All I had to do was just wait to be rescued, It was difficult because it was pitch dark, the most difficult thing to do was to make myself visible.
This lasted pretty much four hours.
The ship was more or less on it side by this point, breaching at a very dramatic angle, maybe 80 to 85 degrees, if not more.
It was like the carcass of a stranded whale. I could feel and hear the death rattle of the ship.
When I was on the flank of the ship I felt something is deteriorating, disintegrating, my image, my story, was fading away, it was vanishing, “I can’t die,” I said to myself.
I was not alone of course, there was a bunch of between 35 to 40 people around me, passengers and crew members.
I could see rescue boats and there was very frantic activity in the water. Helicopters were hovering above but they didn’t seem to see us.

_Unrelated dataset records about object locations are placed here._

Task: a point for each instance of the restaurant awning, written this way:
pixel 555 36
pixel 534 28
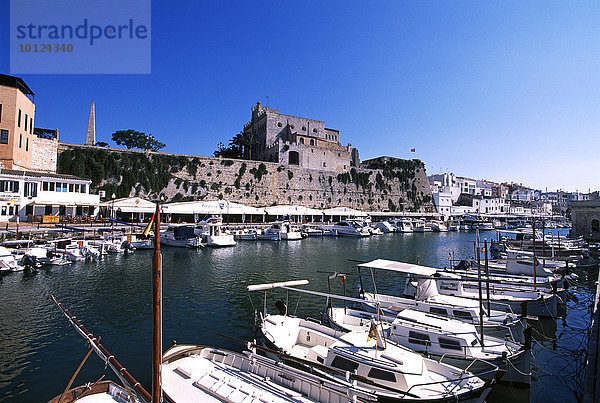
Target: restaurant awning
pixel 344 211
pixel 211 207
pixel 292 211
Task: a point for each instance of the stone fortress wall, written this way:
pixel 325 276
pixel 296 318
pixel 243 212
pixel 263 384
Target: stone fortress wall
pixel 259 183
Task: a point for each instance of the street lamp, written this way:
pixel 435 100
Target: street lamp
pixel 112 211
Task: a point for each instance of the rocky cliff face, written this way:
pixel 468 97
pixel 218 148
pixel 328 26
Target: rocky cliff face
pixel 184 178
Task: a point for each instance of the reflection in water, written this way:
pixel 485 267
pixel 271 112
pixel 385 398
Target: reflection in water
pixel 205 294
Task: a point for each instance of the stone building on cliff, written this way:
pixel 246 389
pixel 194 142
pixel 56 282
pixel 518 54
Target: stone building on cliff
pixel 296 141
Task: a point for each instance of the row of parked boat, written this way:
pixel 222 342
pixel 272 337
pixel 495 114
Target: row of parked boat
pixel 450 334
pixel 211 232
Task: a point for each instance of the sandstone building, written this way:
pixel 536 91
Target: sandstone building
pixel 17 112
pixel 296 141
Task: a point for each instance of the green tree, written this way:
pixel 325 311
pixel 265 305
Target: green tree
pixel 134 139
pixel 240 146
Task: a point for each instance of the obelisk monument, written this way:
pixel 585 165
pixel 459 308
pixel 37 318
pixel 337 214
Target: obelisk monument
pixel 90 138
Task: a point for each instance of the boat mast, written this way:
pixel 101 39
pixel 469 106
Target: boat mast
pixel 156 311
pixel 487 274
pixel 477 246
pixel 534 257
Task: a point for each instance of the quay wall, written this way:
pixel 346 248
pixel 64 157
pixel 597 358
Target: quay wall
pixel 129 173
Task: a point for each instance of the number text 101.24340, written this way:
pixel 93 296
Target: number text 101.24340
pixel 45 47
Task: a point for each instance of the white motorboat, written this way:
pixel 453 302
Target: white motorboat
pixel 212 233
pixel 455 342
pixel 46 256
pixel 453 226
pixel 180 235
pixel 280 230
pixel 349 228
pixel 403 225
pixel 206 374
pixel 8 262
pixel 269 234
pixel 422 226
pixel 311 230
pixel 245 234
pixel 385 227
pixel 426 298
pixel 438 226
pixel 385 368
pixel 432 281
pixel 289 232
pixel 536 303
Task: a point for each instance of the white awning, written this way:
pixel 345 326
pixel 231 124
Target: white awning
pixel 345 211
pixel 211 207
pixel 401 267
pixel 131 205
pixel 61 203
pixel 292 210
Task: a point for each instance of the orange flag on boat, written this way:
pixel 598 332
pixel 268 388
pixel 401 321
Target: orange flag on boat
pixel 149 226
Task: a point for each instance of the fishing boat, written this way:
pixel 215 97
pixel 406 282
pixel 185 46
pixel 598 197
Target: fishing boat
pixel 438 226
pixel 388 370
pixel 349 228
pixel 422 226
pixel 100 391
pixel 385 227
pixel 312 230
pixel 245 234
pixel 180 235
pixel 200 374
pixel 455 342
pixel 496 322
pixel 46 257
pixel 432 281
pixel 403 225
pixel 212 234
pixel 8 262
pixel 368 359
pixel 269 234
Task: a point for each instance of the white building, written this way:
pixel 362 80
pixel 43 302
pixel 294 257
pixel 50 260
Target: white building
pixel 443 203
pixel 28 194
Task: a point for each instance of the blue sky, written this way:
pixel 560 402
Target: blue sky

Eventually a little rescue boat was sent for us, and I will always say, jumping in this little rescue boat was like jumping back to life.
It was 3am, more than five hours after the ship hit the rock, that the rescue boat dropped me off at Giglio Island.
It was like celebrating a second birthday, it was the beginning of my second life.
Unfortunately, later on, I learned that two fellow musicians had lost their lives. My friend, a Hungarian violinist, who lost his life, had just gone down to his cabin.
I just thought to myself what if it had been the other way round?
This has haunted me for a long time.
In the aftermath of the disaster I was devastated and suffered from post-traumatic stress disorder.
I had mental scars still lingering, survivor’s guilt and chronic insomnia. I couldn’t play the piano anymore. I had a stone in my chest and not a heart.
I took up a new form of self-therapy and started writing, and I would cry sometimes of course.
It was a way to express myself and my anger.
These days I feel much better and I play the piano in the Victoria and Albert Museum in London.
Now I am feeling much better, but still I have terrible flashbacks and insomnia – my sleep is always interrupted.